Болит душа моя!

Татьяна Легкоступ
      Не знаю к какой категории литературных форм отнести это мое изложение своих мыслей и чувств? Может права я, может нет. Но, об этом болит моя душа, так болит, что уже нет сил держать это в себе... 

 
     «У каждого  своя правда!», обычно говорят так, когда не приходят люди к единому мнению. Вот недавно в комментариям к фотографии донецкой девочки-малышки у памятника погибшего отца, разгорелись нешуточные  словесные баталии. Так что же Донбасс – жертва, которую уничтожает его же страна или террористы и российские наемники, которые, захватили территорию,  на которой жили более двухсот лет? Приведу часть  мнения мужчины из Западной Украины, Львовская область:

      …»я хочу Вам ответить то, что 75% военных на западной Украине прошли через Донбасс. Добровольцев от мирного населения так же было не мало. Военкоматы просто были переполнены.  И не надо нам из Стрыя видеть.
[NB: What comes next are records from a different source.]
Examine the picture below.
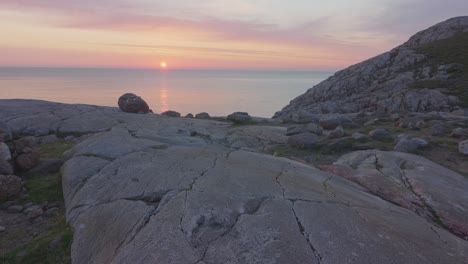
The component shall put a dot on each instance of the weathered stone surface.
(28, 159)
(239, 117)
(171, 113)
(131, 103)
(410, 181)
(152, 189)
(332, 121)
(380, 134)
(298, 129)
(463, 147)
(203, 115)
(10, 186)
(408, 144)
(5, 154)
(386, 82)
(304, 140)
Наши ребята не по наслышке знают, что на Луганщине и Донечине  происходило и происходит до сих пор.. Там были многие ребята, которых я знаю как сам себя. Были и 200,были и 300,а так же живых и здоровых  много вернулось. И они врать мне не стали бы про то, кто там все "мутит", кто обстреливает мирных жителей и при этом всю вину перекладывает на кого-то другого. А то что у нас рвутся в Польшу и не только, то это нормально. Люди зарабатывают хорошие деньги. Поэтому на западной Украине и живут люди само багато...И войны как на Донбассе у нас на западе Украины нет и быть не может. Так как если бы что, то у нас встали бы на защиту все- включая даже детей и стариков.»(приведено в оригинале).


       Получается, если бы в Западной Украине случилось такое, то на защиту своего города встали бы и стар и млад! Тогда почему Донбасс, должен был простелить ковровую дорожку для тех, кто пришел в составе 75%  убивать тех, кто защищает свои дома и семьи?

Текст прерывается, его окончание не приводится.